Given these results, we found a construct (Figure 2) that appeared to give us increased red color with increased phosphate concentrations using phosphate buffers prepared in the lab.

Soil test

Our next goal was to determine if we could determine phosphate concentrations in soil. We tested two soil samples and two samples that came from biosolids. Biosolids are treated byproducts of waste water treatment plants than can be used as amendments to fields. To test these samples, we weighed two grams of each dried soil or biosolid sample and added it to 10 mM Tris buffer and allowed it to incubate at room temperature for 10 minutes. E. coli containing our functional construct and nitrocefin were then added to each sample and all samples were allowed to incubate for one hour. After one hour, the samples were filtered through 0.45 micron syringe filters and absorbance was measured on a spectrophotometer. Unfortunately, the biosolid samples did not filter as cleanly as the soil samples as there was significant brown coloration or cloudiness after filtration. Thus, we did not try to calculate phosphate concentrations with these samples. The soil samples provided samples that could be measured so we continued calculations with these. While we performed the experiments with soil and biosolid samples, we also performed control experiments with the phosphate buffers again except mostly following the conditions we used to test the soil and biosolid samples. We did not filter the samples since there were no solids. Unfortunately, the graph that resulted (Figure 4) from the control experiments with the phosphate buffers produced a negative correlation similar to the original construct (Figure 1) and the construct with ssrA-tagged bla gene (Figure 3).

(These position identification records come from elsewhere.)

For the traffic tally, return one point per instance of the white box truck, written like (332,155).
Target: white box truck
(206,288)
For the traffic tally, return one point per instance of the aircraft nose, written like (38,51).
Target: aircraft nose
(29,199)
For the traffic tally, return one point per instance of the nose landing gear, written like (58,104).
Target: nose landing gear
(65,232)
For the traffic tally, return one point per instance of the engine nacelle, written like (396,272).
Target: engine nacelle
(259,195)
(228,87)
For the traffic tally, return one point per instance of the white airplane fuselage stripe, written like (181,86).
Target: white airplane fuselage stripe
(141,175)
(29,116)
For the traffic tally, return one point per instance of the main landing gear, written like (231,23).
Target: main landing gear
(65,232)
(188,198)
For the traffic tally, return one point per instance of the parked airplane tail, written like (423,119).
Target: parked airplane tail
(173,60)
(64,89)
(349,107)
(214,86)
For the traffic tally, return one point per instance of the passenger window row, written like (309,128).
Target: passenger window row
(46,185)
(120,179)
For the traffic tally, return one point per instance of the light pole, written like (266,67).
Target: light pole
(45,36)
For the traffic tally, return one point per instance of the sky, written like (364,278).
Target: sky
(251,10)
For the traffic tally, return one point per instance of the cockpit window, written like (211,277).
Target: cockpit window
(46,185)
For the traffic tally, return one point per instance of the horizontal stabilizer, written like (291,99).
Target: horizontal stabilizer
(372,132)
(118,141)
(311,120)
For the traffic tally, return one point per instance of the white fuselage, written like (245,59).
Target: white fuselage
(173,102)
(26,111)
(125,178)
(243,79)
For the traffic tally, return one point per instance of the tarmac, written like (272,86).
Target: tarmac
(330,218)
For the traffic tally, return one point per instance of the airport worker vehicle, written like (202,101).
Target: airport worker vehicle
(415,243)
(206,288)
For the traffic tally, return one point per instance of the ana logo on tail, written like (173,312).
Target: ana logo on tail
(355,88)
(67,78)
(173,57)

It is possible that the greater volumes (roughly 10 times greater) we were using in the experiments involving the soil samples affected the experiment so it would be worth going back and trying the control experiments with all of the constructs in these conditions to see if they all reacted similarly. However, if we took the absorbance values from the soil experiments and calculated phosphate concentrations using the equation determined for the linear regression line in Figure 2, we would get the values we see in Table 1 below.

The values we determined for phosphate concentration using the E. coli test that we developed were very close to the known values determined previously using chemical tests. However, we cannot claim this as completely accurate since we are using the standard curve from one experiment with the results from another. However, if time permitted we would certainly like to repeat the soil and control experiments to see if we could get valid control and sample results that would allow us to make sound scientific conclusions. That being said, it is encouraging that the results in this table are somewhere in the range of previously known results and that they have a similar ratio relative to each other. This suggests that future experiments could demonstrate that our E. coli testing method is a viable way of testing soil for bioavailable phosphate concentrations.

Future work

Last year we strived to test multiple nutrient sensors and we had said we would have liked to test more nutrient types. This year we have modified the phosphate contrasts we had made last year and got more promising results. We were able to demonstrate that Beta-lactamase is being produced from the construct when exposed to phosphate. However, more experiments need to be performed to fine-tune the amount of Beta-lactamase being produced to create a standard curve so we can use our sensor to provide an analytical output.